La familia expresó que la donación de órganos es una manera de que “su amor y su luz sigan presentes en otras vidas”. De esa forma, buscaron transformar el dolor en un gesto solidario, confiando en que la partida de Luna permita mejorar la calidad de vida de quienes aguardan un trasplante.

Pedido de seguridad en los espacios de juego

En el mismo mensaje, el padre de Luna aprovechó para reclamar mayor seguridad en los espacios de juego infantiles, tanto en las escuelas como en otros ámbitos donde concurren chicos y chicas. Señaló la necesidad de revisar estructuras, juegos y condiciones de los patios para evitar que hechos similares vuelvan a ocurrir.

El caso reabrió el debate sobre la responsabilidad de las instituciones educativas y de las autoridades a la hora de garantizar condiciones adecuadas de cuidado. También generó muestras de apoyo y acompañamiento hacia la familia, que recibió mensajes de afecto de toda la comunidad.

La decisión de donar los órganos de Luna se inscribe en una política de salud pública que promueve la donación como un acto altruista capaz de salvar vidas.

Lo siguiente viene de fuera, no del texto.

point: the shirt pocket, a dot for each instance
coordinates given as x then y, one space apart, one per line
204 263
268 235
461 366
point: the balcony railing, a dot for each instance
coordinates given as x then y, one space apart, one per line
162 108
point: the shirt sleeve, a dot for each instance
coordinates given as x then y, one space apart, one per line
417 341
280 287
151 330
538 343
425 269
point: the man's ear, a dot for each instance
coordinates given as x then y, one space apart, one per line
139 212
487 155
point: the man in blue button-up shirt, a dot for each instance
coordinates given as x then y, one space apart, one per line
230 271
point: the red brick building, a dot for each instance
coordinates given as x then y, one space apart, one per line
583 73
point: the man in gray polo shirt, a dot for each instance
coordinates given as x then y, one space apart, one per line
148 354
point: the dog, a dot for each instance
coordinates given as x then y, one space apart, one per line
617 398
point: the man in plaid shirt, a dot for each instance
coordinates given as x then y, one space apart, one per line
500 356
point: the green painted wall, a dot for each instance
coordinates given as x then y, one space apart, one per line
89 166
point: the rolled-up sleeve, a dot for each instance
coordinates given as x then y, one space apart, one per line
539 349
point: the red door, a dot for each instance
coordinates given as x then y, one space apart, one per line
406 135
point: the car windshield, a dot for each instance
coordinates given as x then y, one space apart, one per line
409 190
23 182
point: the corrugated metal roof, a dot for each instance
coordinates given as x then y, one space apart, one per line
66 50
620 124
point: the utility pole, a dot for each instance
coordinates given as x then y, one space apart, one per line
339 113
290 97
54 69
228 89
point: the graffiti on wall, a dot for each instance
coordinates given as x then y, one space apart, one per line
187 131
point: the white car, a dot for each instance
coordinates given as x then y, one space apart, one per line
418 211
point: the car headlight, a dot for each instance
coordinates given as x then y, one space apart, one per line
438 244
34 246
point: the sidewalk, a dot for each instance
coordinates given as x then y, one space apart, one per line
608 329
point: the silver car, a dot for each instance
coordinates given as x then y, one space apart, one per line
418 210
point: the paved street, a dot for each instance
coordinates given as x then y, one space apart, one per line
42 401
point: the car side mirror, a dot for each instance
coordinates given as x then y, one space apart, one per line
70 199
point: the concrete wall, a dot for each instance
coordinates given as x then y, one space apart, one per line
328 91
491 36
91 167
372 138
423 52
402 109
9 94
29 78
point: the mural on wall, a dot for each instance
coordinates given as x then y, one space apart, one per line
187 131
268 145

Cada donante puede ayudar a varias personas que se encuentran en listas de espera por un órgano o tejido, según remarcan los organismos especializados en el tema.

Mientras se esperan precisiones oficiales sobre la investigación del hecho en la escuela Islas Malvinas, el gesto de la familia de Luna se convirtió en un símbolo de esperanza y solidaridad en medio del dolor. Su historia impulsó nuevamente el llamado a reflexionar sobre la importancia de la donación y la seguridad de los niños en los espacios que habitan a diario.